Abstract
Objectives:
Quadriceps weakness is common after anterior cruciate ligament (ACL) injuries and reconstruction (ACLR). Blood flow restriction (BFR) therapy is being increasingly used during ACLR rehabilitation to facilitate a hypoxic environment that triggers a local response for muscle strengthening and hypertrophy, while minimizing stress on the ACL graft. However, there are inconsistent or lacking data on the outcomes of BFR in this setting. The purpose of this study was to investigate changes in quadriceps muscle strength between conventional ACLR rehabilitation plus early (from 2-8 weeks postoperative) BFR therapy versus conventional ACLR rehabilitation with sham BFR therapy. We additionally sought to compare the effects of early BFR versus sham BFR therapy on late-stage functional performance, movement biomechanics, and patient-reported outcomes.
Methods:
Twenty-seven individuals with a unilateral isolated ACLR were randomized to receive 200-minutes of BFR or sham BFR (“CON”) training as part of their ACLR rehabilitation protocol from postoperative weeks 2 through 8. All physical therapy sessions were provided by 7 licensed physical therapists at an academic center (Figure 1). Primary measurements of quadriceps strength were taken via hand-held dynamometer by a blinded observer at 8- and at 36-weeks postoperatively, and limb symmetry indices (LSI) were calculated. Magnetic resonance images (MRI) were acquired of the bilateral knees preoperatively and after 8 weeks of BFR or CON training and evaluated for muscle volume and adipose composition. Single-leg hop testing LSI (6-meter, distance hop, and triple hop) and patient-reported outcomes (International Knee Documentation Committee and Knee Injury and Osteoarthritis Outcome Scores) were compared between groups at 36-weeks postoperatively.
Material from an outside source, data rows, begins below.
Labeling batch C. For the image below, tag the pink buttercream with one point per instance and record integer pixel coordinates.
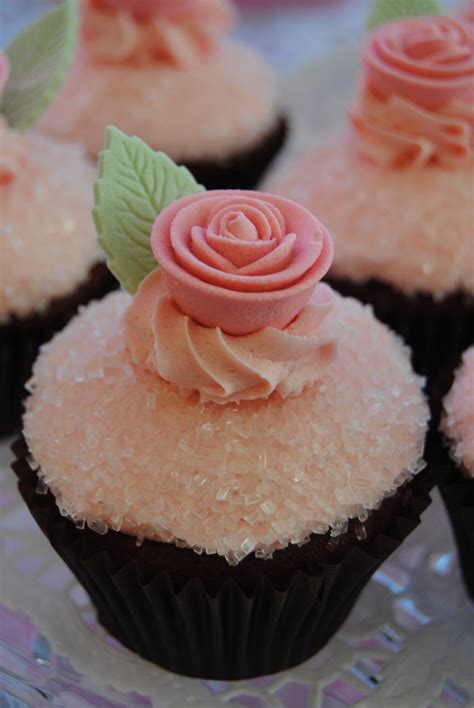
(13, 153)
(210, 109)
(130, 452)
(48, 242)
(458, 423)
(395, 131)
(240, 260)
(169, 31)
(223, 368)
(415, 105)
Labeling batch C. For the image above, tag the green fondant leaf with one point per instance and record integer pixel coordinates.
(386, 10)
(39, 59)
(135, 184)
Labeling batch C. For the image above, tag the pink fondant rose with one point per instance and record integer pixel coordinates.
(240, 260)
(3, 72)
(428, 60)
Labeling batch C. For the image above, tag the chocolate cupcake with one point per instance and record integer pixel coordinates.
(165, 71)
(457, 486)
(241, 443)
(395, 187)
(50, 262)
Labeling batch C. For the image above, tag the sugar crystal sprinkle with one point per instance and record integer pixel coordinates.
(163, 472)
(46, 217)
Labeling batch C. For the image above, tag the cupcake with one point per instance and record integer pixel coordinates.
(50, 262)
(165, 70)
(458, 487)
(227, 455)
(395, 186)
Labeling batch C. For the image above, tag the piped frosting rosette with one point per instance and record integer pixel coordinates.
(233, 311)
(140, 32)
(416, 102)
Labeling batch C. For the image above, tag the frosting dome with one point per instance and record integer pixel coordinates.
(458, 423)
(416, 101)
(240, 260)
(170, 31)
(220, 367)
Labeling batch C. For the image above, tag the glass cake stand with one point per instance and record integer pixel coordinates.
(408, 643)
Using effect size from existing literature on the effect of BFR on quadriceps strength, we calculated that 12 participants were required in each group for adequate power.
Results:
At 8-weeks and 36- weeks postoperatively, there were no significant differences between BFR and CON groups for the primary outcome of quadriceps LSI (Table 1). Both groups significantly increased quadriceps and hamstring LSI over time. No significant differences in adipose composition or muscle volume were observed for the either group, in either limb, between pre- and 8 week postoperative MRI. There were additionally no differences between functional hop testing or patient-reported outcomes between the two groups at the 36-week postoperative timepoint.
Conclusions:
In this randomized controlled trial, addition of early (postoperative weeks 2-8) BFR to standard ACLR rehabilitation protocols resulted in no difference between groups for the primary outcome of quadriceps strength at 8- and 36-weeks postoperatively. Adipose composition, muscle volume, hamstring strength, functional testing, and patient-reported outcome measures were similar between groups at the tested time intervals.